# EEL4511 Real-time DSP Applications Lab 9 Final Project

### Samuel Cuervo

### Git Repo: https://github.com/scuervo101/TI-F28379D-SPEECH-RECOGNITION

## Abstract:
Using the codec and the DSP, I will be sampling voice triggered audio and attempting to recognize what word is spoken from a set of pre-trained words. The DSP will communicate back to the user using UART and the serial console on the computer. The voice recognition engine uses MFCC, a Hamming window filter on which FFT and mel spectrum transform is applied to extract a smaller set of descriptive features, and uses a KNN model as a classification tool for determining the label (which word) the audio sample belongs to.

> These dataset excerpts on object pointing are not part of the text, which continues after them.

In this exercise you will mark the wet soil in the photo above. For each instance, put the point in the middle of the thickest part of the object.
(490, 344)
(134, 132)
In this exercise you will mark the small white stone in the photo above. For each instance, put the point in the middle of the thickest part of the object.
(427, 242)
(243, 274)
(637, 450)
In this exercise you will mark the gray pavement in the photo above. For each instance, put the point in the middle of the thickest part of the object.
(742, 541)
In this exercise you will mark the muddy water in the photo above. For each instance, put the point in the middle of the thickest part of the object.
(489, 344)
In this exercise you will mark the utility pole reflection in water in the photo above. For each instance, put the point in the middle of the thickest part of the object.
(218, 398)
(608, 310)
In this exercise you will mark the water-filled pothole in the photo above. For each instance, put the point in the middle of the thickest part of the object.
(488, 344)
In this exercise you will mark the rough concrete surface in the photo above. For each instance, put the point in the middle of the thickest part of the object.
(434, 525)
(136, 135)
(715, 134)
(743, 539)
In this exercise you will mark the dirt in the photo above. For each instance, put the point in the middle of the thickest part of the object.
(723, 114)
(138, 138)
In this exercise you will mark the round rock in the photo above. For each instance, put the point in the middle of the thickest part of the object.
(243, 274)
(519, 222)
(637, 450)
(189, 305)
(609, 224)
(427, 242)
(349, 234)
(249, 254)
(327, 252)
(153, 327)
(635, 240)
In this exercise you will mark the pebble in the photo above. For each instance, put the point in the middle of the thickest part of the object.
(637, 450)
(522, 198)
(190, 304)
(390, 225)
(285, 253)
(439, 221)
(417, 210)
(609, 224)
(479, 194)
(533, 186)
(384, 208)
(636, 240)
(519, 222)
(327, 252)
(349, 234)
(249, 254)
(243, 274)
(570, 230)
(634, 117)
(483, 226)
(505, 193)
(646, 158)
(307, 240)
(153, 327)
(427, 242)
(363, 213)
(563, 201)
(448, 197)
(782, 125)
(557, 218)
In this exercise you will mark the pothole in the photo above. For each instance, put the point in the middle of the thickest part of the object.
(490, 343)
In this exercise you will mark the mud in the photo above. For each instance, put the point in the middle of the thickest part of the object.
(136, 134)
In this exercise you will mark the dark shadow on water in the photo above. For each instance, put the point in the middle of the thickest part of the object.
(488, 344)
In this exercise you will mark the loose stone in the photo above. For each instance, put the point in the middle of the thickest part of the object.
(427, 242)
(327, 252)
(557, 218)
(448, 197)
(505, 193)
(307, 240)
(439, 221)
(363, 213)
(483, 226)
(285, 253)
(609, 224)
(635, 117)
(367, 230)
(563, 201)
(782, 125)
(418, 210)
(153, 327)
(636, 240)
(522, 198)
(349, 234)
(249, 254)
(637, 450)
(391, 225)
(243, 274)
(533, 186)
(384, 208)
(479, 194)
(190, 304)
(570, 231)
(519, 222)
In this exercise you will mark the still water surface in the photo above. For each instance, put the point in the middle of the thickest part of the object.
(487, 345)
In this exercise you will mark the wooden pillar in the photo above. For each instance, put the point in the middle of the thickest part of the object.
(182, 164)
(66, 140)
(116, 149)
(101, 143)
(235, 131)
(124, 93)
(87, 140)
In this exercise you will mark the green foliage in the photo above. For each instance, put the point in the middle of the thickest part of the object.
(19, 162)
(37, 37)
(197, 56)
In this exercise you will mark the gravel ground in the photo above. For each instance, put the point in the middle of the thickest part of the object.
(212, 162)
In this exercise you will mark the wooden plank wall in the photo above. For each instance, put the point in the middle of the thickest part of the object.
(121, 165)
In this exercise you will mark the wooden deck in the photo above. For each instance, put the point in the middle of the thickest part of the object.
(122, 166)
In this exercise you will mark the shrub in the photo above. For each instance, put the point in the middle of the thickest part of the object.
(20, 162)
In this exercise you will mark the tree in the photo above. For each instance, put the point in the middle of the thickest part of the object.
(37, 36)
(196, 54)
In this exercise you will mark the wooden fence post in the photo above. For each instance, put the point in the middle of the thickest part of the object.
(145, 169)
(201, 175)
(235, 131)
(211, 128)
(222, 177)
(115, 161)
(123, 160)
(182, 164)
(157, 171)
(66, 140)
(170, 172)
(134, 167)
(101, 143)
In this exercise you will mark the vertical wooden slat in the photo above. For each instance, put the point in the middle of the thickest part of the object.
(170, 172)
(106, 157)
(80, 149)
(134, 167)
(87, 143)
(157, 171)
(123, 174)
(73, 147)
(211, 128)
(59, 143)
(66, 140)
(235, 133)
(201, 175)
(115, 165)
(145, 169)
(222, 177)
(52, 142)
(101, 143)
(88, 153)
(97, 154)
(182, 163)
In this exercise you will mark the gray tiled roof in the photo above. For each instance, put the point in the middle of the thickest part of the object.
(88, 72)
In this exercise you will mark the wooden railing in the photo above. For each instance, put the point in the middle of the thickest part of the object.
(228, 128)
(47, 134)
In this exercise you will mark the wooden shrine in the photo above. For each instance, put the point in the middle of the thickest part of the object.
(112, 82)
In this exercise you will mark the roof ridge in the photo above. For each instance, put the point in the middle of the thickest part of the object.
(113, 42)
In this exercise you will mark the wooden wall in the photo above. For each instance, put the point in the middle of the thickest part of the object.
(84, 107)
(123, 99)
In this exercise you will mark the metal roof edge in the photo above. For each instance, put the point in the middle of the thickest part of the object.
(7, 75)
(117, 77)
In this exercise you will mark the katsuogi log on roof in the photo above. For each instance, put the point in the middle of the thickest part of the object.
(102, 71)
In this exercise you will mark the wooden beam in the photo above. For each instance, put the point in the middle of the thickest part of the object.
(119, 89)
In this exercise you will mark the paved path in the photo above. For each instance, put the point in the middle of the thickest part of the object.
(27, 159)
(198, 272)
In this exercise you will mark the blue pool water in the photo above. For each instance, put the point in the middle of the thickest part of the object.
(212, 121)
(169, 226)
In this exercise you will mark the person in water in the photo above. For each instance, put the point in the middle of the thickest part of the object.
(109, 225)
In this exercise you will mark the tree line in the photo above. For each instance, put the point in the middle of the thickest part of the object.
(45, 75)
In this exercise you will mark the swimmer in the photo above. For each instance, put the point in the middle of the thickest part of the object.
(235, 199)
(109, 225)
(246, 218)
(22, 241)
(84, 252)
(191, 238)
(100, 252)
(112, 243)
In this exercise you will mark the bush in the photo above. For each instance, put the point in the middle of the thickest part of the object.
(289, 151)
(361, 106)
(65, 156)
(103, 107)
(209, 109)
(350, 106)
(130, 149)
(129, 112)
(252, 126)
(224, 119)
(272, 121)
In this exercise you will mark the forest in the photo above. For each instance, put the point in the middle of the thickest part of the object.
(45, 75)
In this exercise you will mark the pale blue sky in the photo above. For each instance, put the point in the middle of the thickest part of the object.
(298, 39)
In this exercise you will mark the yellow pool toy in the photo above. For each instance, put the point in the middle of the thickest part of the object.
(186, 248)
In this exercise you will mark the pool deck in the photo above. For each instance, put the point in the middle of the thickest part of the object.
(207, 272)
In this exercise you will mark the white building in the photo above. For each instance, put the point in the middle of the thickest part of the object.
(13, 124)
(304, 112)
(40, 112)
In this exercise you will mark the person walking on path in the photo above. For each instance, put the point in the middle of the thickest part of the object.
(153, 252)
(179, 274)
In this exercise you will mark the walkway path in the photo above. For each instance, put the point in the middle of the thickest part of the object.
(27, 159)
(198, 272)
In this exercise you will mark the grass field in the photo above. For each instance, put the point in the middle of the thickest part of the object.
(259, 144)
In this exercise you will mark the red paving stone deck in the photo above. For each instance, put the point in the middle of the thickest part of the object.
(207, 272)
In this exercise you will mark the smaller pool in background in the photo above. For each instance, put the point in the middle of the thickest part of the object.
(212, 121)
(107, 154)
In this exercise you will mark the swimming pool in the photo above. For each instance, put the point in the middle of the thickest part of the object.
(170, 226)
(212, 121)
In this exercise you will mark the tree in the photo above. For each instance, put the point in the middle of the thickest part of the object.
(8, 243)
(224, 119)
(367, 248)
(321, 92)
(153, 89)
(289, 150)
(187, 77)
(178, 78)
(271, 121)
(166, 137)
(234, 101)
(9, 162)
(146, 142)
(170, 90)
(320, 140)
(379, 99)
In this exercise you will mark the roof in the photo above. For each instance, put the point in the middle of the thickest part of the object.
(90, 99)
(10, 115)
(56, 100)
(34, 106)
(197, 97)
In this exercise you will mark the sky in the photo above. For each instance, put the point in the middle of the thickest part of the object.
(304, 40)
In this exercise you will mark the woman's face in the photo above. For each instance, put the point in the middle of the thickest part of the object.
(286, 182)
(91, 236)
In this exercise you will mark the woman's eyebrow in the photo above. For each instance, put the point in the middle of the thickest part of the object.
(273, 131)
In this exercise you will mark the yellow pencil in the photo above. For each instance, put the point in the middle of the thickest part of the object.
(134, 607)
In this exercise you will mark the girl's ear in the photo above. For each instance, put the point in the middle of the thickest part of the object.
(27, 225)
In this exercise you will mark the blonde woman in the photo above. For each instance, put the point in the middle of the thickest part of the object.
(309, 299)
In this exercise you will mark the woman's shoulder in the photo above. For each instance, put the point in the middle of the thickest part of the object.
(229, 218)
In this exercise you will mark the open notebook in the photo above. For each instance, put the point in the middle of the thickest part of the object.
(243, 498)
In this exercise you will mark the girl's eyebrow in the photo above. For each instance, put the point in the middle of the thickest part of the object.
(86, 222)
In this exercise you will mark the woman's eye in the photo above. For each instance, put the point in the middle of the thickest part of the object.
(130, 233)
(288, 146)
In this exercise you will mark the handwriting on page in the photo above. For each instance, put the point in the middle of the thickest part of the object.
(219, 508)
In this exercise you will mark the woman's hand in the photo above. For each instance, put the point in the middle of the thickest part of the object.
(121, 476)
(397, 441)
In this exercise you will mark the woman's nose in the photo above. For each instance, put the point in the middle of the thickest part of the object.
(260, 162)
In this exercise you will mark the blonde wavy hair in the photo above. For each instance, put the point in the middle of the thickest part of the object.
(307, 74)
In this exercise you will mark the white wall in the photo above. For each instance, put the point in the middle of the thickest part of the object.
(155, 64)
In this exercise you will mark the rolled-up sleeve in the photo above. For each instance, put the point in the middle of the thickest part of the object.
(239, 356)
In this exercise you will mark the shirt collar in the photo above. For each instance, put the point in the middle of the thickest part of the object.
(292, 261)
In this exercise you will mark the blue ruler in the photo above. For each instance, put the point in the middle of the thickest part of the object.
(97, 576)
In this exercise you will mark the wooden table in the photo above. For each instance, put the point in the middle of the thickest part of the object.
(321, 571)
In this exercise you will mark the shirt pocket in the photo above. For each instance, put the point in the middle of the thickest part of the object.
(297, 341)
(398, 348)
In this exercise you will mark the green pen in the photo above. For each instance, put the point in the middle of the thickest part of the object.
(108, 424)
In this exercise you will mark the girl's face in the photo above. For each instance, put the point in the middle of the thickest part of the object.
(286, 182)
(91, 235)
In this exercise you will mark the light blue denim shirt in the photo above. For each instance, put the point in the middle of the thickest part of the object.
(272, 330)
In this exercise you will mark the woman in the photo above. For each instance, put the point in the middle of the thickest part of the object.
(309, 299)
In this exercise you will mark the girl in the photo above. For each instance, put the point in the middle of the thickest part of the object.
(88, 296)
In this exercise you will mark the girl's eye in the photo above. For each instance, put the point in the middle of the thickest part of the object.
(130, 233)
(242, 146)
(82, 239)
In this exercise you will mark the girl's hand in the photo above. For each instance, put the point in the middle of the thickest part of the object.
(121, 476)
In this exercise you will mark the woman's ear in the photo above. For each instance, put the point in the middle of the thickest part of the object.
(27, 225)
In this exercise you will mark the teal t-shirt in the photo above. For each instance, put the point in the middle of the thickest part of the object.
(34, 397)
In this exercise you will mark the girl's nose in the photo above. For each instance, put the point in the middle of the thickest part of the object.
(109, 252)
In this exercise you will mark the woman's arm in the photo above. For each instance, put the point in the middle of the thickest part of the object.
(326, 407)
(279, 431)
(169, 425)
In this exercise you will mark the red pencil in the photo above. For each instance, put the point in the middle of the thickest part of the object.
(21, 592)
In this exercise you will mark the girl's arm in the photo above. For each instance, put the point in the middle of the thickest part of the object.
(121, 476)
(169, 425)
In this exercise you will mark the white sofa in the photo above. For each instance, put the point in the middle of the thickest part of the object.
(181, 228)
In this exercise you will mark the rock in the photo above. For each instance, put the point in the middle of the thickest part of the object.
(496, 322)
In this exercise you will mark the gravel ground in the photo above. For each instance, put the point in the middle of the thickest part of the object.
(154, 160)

# TI-F28379D-SPEECH-RECOGNITION

## DSP Speech Recognition

### Notes

- Planning on using KNN for the classification and MFCC feature extraction for the audio files
- MFCC uses FFT feature extraction
- Extracting from wav files and a test set provided by me using the microphone on the codec
- Not sure how many test files will be needed, planning on doing 20-30 per word
- Planning on using the TensorFlow Command Speech data set for training
- Another possiblity is to run an FFT on the data and test its pitch (yes high pitch, no low pitch)
- Python will handle the Pre-computation of the ML model's parameters

### Functionality

The dsp will be continuously sampling the microphone. When audio is detected on the microphone (threshold is surpassed), it will begin to record the sampled data into the external SRAM. After recording the data into the SRAM, it will process the data in the background (ML processing, MFCC to KNN, or FFT). Responses from the DSP will be displayed through UART and a serial console.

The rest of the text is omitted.